4. On a basic level, this translates into something like "development is key", and that's absolutely true. Teams like the Rays and A's can survive because baseball players are generally underpaid for their first six years of service, which is also when they're likeliest to be most valuable. This codified equalizer makes pre-arbitration players incredibly important. When a team develops a young star, they have the RSTNLE of a successful baseball team, and everything gets easier from there.

There's a catch, though. Let me rewrite the sentence:

Drafting Cain, Lincecum, Posey, Bumgarner, et cetera ... well, let's just start by remembering how lucky we were that 24 teams passed on Cain.
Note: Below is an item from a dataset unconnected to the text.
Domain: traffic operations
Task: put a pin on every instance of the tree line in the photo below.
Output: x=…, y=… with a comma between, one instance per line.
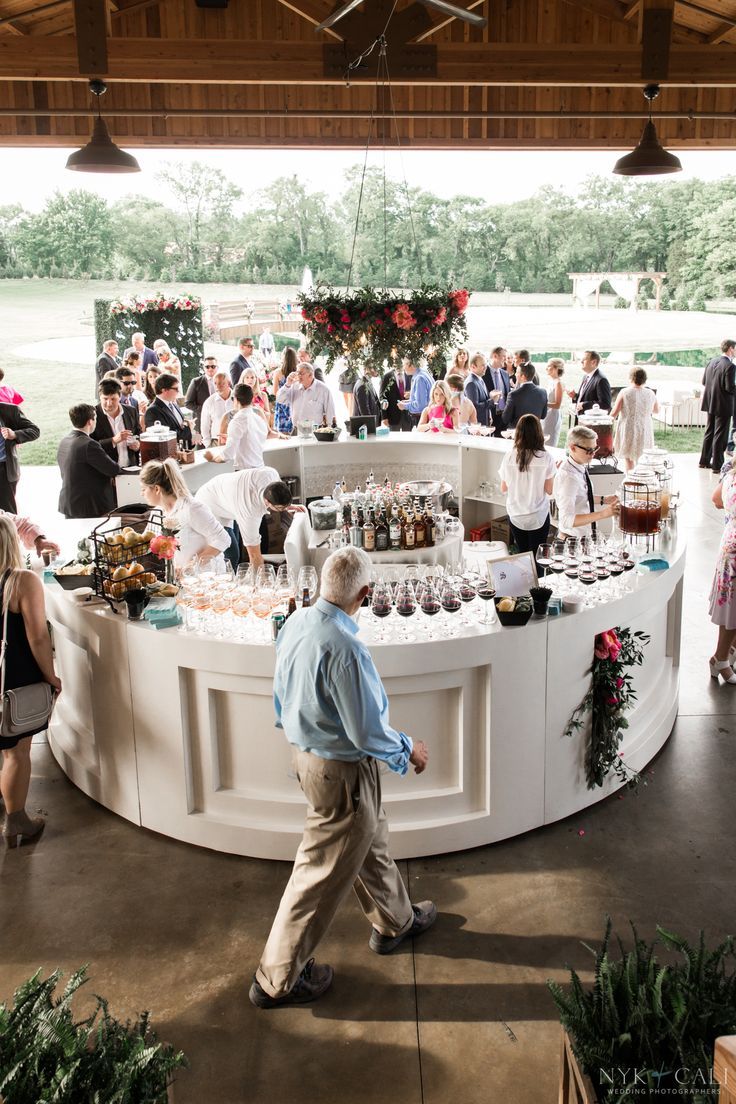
x=194, y=227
All it took would have taken to screw that up was for the White Sox to think Royce Ring wasn't a good pick. A different scout speaking his mind for any one of those 24 teams could have ruined everything. And remember how badly we had to suck to get Lincecum and Posey? Quite a bit. Even then we got lucky that the Rays weren't as interested in Posey, or that Colorado wanted a safer pick than Lincecum. Look, I don't want to take away from our great player-development team, but, goodness, did a lot of things have to fall into place.

Pointing out that the Giants were successful without spending a lot of seed money on the players who turned into their most valuable contributors? Absolutely acceptable.

Expecting it again? Craaaaaaazy.

If the Giants really want to keep pace with the Dodgers, they'll have to draft and develop well. If they can't do that, they'll probably have to spend like the Red Sox. Hopefully succeeding at the first part will make the second part mostly unnecessary. But if not, maybe folks shouldn't bring up the Red Sox as a comparison just yet. The Dodgers are out-Yankeeing the Yankees now, but the next time the Giants surpass the Red Sox in payroll will be the first. The comparison isn't perfect just yet.

Also, stop it, Dodgers. Calm the hell down.